I bent forward and looked closely at her, at those thick eyelashes, those carmine lips.

“Or what?” I asked, surprised again at how gorgeous she was.

“Or I can make your life on this team a living hell,” she said without skipping a beat.

“Damn,” I replied with a laugh, “you’re actually scaring me.”

She got off the desk and ripped the contract from my hands. “Either you accept my offer, or it’s bye-bye to this contract,” she said, getting ready to tear it up.

“Not even you would be capable—” I began, and then I saw she wasn’t bluffing. She really was ready to rip it in half. “What the fuck?”

“You play with fire, you might get burned, Taylor.”

“You’re honestly willing to give up all that work?”

“You think I can’t find other players to represent?”

“I’m a future star, you said it yourself, and I know it’s not just dumb luck that you chose me to work with. You’re like me. You want the best.”

We stared at each other for a few long seconds.

“Sign the damn contract, bump me up to 30 percent, and the offer’s back on the table,” she said, very sure of herself.

I hesitated, then responded, “I’ll sign, but with one condition,” and I lifted a finger to emphasize that. “You have to be my date to my brother’s wedding.”

I observed her reaction: first a blank stare, then a long exhalation, then a look of something like relief. “I didn’t know you had a brother.”

“I’ve got my secrets. I’m curious now what you thought I was going to ask.”

“Nothing,” she said, putting the contract back on her desk. “I’ll go. I mean, it’s pathetic that you can’t get a date without extorting someone, but you’re pathetic, so no surprises there. Now sign.”

She looked like she wanted to wrap things up, but I circled the desk and stood in front of her. She had to crane her neck up to look at me.

“What did you think I was going to say?” I asked again.

I was starting to get a handle on the dynamic between us, and if she thought I was the kind of guy to abuse my position, I needed to make it clear that wasn’t my intention at all.

“Answer me, Victoria.” That was the first time since we’d met that I’d called her by her first name.

That got a strange reaction—almost a flinch—and she responded, “Sign it, Taylor.” And when I watched those lips move, I felt a stab of pain between my legs. I was dying to kiss her—to bite that fleshy lip and feel her tongue wrapping around mine. I had to control myself, dammit.

I grabbed the pen she handed me, bent down, and signed the agreement, increasing the percentage of her earnings.
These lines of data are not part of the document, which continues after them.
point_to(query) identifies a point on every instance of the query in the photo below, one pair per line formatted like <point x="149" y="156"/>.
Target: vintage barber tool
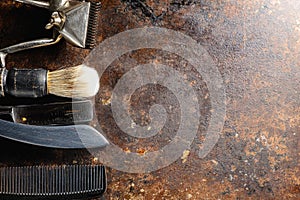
<point x="63" y="137"/>
<point x="58" y="113"/>
<point x="73" y="82"/>
<point x="52" y="182"/>
<point x="76" y="21"/>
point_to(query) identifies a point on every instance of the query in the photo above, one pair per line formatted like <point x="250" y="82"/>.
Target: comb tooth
<point x="93" y="24"/>
<point x="39" y="181"/>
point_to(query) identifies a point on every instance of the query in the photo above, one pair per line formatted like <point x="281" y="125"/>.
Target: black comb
<point x="52" y="182"/>
<point x="93" y="25"/>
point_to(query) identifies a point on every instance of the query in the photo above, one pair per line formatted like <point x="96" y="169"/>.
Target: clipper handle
<point x="24" y="82"/>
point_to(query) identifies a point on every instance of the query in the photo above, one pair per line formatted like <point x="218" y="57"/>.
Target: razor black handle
<point x="23" y="82"/>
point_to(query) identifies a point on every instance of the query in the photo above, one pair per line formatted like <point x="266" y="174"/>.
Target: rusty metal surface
<point x="256" y="45"/>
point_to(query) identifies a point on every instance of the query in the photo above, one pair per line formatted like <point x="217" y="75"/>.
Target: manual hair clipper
<point x="76" y="21"/>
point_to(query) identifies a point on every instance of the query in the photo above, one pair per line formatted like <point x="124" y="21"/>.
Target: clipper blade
<point x="52" y="182"/>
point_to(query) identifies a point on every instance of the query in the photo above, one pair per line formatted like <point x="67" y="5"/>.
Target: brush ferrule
<point x="3" y="73"/>
<point x="26" y="82"/>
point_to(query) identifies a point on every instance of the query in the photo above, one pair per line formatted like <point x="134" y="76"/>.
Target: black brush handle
<point x="24" y="82"/>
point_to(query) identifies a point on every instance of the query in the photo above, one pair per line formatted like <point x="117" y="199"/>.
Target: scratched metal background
<point x="256" y="45"/>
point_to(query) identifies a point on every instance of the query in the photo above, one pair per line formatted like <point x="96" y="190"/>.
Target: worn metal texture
<point x="256" y="47"/>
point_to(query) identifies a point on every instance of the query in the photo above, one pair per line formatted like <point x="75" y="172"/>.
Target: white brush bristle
<point x="73" y="82"/>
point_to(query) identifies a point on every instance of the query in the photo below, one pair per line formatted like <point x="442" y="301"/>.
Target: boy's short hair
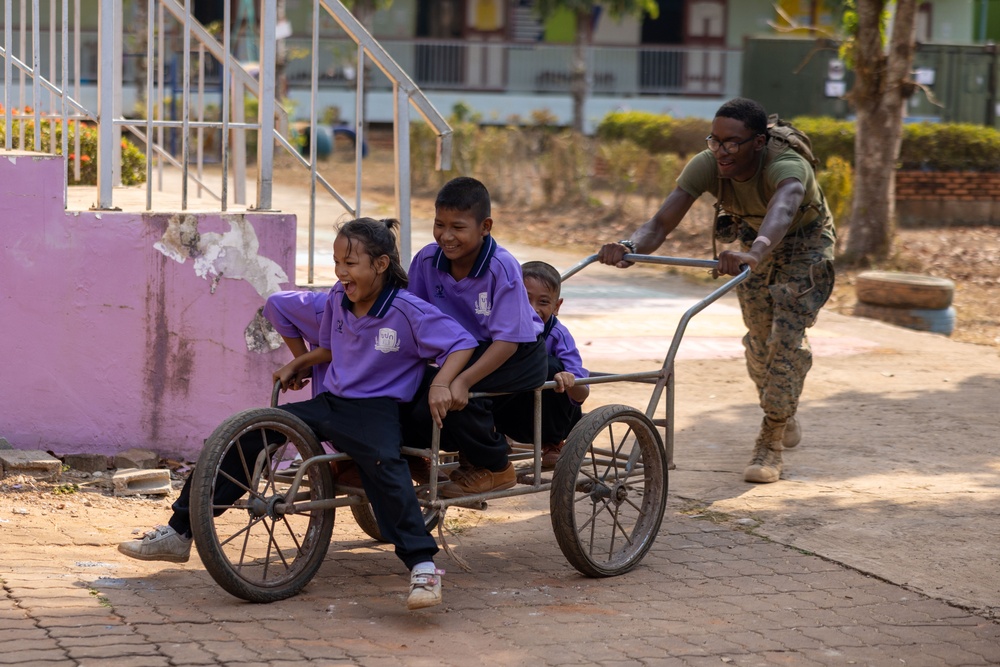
<point x="465" y="194"/>
<point x="544" y="273"/>
<point x="747" y="111"/>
Now she grinned, and my face started to feel warm.

“A pleasure doing business with you,” she said, turning her back and slipping the contract into a file folder.

Before walking out, I turned back to her. “Vic, I’d never ask you to do anything you weren’t comfortable with. I’m sorry if it came across that way. Anyway, I know the day will come when you’ll be the one begging me for it.”

I couldn’t stop myself after what she’d just made me feel—and I was intentionally getting under her skin.

The first day we met, she’d told me, Don’t call me Vic.

She always had a snappy answer for everything.

But not this time. As I walked out, I couldn’t believe what I had said.

Had I really hinted to the daughter of one of the team’s owners that I thought she was hot for me?

And what did it mean that she didn’t respond?

Jesus, Taylor, as soon as you pull out of one thing, you get stuck in another.

Hey! Don’t be perverted, I didn’t mean it that way.